Tuesday, March 30, 2010

Tuesday, March 2, 2010

Compiler memory barriers

I've written in the past about memory barriers. Basically a membar instruction ensures that other processors see memory operations in the order that they appear in the source code. The obvious example being a mutex lock where you want the memory operations that occurred while the lock was held to be visible to other processors before the memory operation that releases the lock.

There's actually another kind of memory ordering and that is the ordering used by the compiler. If you write:

  *a=1;
  *b=2;

If the compiler can determine that a and b do no alias, then there's no reason for it not to swap the stores to a and b if it thinks that will be a more optimal code pattern.

The most cross-platform way of enforcing this ordering is to put a function call between the two stores:

  *a=1;
  reorder_barrier();
  *b=2;

Memory needs to be the program defined state at the call, so the compiler cannot defer the store to a, and cannot hoist the store to b.

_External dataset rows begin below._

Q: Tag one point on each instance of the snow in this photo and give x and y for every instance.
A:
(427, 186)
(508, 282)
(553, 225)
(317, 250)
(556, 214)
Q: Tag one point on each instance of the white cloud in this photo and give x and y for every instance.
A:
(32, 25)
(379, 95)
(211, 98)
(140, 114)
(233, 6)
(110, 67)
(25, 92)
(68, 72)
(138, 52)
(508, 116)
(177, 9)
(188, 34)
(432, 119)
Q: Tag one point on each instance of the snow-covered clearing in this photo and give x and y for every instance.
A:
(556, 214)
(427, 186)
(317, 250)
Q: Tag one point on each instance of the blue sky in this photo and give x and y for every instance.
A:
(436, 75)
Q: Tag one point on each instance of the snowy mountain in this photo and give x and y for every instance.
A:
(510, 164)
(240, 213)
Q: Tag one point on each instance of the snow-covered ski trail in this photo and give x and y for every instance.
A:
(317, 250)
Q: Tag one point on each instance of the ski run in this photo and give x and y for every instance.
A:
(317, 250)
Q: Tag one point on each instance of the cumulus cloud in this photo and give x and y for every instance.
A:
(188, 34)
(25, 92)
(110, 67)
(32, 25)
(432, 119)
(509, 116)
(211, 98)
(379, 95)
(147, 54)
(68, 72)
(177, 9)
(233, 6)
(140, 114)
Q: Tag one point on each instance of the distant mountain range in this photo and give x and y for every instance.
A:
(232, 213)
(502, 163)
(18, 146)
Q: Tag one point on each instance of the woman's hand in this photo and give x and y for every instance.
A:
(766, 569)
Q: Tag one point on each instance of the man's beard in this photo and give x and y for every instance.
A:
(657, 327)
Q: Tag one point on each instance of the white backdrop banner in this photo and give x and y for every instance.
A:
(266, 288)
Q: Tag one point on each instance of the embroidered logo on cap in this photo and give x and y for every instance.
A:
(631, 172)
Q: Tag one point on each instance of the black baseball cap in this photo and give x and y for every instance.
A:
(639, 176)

This is a great solution, but causes the overhead of a function call, and function calls can have significant costs. There are some compiler intrinsics that cause the compiler to enforce the desired memory ordering. Sun Studio 12 Update 1 supports the GCC flavour:

  *a=1;
  asm volatile ("":::"memory");
  *b=2;

You can test the performance overhead using the following code:

void barrier(){}

void main()
{
  for (int i=0; i<1000000000;i++)
  {
    barrier();
  }
} 

On the test system this code took about 5 seconds to run. The alternative code is:

void main()
{
  for (int i=0; i<1000000000;i++)
  {
    asm volatile ("":::"memory");
  }
}

This code took under a second.